Kyiv is fortunate that the administration of U.S. president Joe Biden paid U.S. defense firm Boeing and its partner, Swedish company Saab, to develop the GLSDB for Ukraine a year ago, before Republicans began leveraging their slim majority in the U.S. House of Representatives.

The GLSDB contract was worth $33 million. A single GLSDB—a GBU-39 winged glide-bomb attached to a surplus M26 rocket motor—costs just $40,000.

Ukraine might get many hundreds of GLSDBs.
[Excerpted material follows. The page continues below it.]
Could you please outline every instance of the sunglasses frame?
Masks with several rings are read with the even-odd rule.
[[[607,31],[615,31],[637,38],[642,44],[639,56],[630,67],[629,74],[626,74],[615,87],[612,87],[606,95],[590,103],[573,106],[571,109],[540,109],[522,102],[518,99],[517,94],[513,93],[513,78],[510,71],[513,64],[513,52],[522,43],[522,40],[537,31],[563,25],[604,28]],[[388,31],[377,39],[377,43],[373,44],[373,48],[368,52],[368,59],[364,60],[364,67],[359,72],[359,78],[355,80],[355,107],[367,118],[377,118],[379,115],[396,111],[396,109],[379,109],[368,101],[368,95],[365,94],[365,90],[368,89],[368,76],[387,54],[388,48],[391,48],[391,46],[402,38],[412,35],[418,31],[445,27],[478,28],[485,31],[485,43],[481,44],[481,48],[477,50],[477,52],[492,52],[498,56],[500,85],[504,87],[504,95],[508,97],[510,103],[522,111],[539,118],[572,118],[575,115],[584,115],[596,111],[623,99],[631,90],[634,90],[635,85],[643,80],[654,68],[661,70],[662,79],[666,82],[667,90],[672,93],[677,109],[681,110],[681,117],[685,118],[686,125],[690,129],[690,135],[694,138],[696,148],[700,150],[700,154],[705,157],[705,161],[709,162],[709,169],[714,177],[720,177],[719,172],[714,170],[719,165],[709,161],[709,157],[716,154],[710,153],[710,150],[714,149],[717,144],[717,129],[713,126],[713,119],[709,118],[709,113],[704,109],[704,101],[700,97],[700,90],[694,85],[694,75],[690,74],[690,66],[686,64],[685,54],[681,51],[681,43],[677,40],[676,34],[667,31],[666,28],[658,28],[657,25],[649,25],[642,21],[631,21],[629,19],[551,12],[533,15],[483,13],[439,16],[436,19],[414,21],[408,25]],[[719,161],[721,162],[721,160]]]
Assuming, of course, Boeing and Saab didn’t spend most of that $33 million on development.

The munitions apparently launch from special containers that could be towed by any truck, although Saab claimed a tracked M270 or wheeled High-Mobility Artillery Rocket System mobile launcher—Ukraine has dozens of each—also would be compatible with the GLSDB.

Five or six hundred GLSDBs can’t replace the 5,000 or 6,000 so 155-millimeter shells Ukrainian artillery batteries happily would lob at the Russians every day, given an adequate supply of ammo from allied countries. At present, the Ukrainians might be firing 2,000 shells a day.

Yes, most 155-millimeter artillery is unguided and ranges just 15 miles or so with a 25-pound explosive fill. The GPS-guided GLSDB by contrast ranges six times as far with eight times as much explosives.

But tube artillery might be most decisive when it targets enemy forces in the hours before an attack, as they gather out in the open miles behind the front line and begin their movement to contact. A barrage of a few dozen shells can wreck vehicles and kill infantry across thousands of square yards.

GLSDBs by contrast might be most decisive while striking point targets deep behind the front line: supply depots, ammunition trains, command bunkers, air-defense radars. Targets whose relative rarity belies their importance to the overall Russian war effort.

In short, artillery is a day-to-day killer of combat forces across a wide area close to the front. Deep-strike munitions such as the GLSDB are for pinpoint raids targeting the basic infrastructure of mechanized warfare. The supply and command networks that support and direct the combat forces.

So maybe the Ukrainians launched a few of their GLSDBs at Russian rocket-launchers just a few miles from the front. But don’t expect a lot of short-range ground-launched glide-bomb strikes. That’s not what the weapons are for.

All that is to say, the arrival of GLSDBs doesn’t really solve Ukraine’s worsening artillery problem.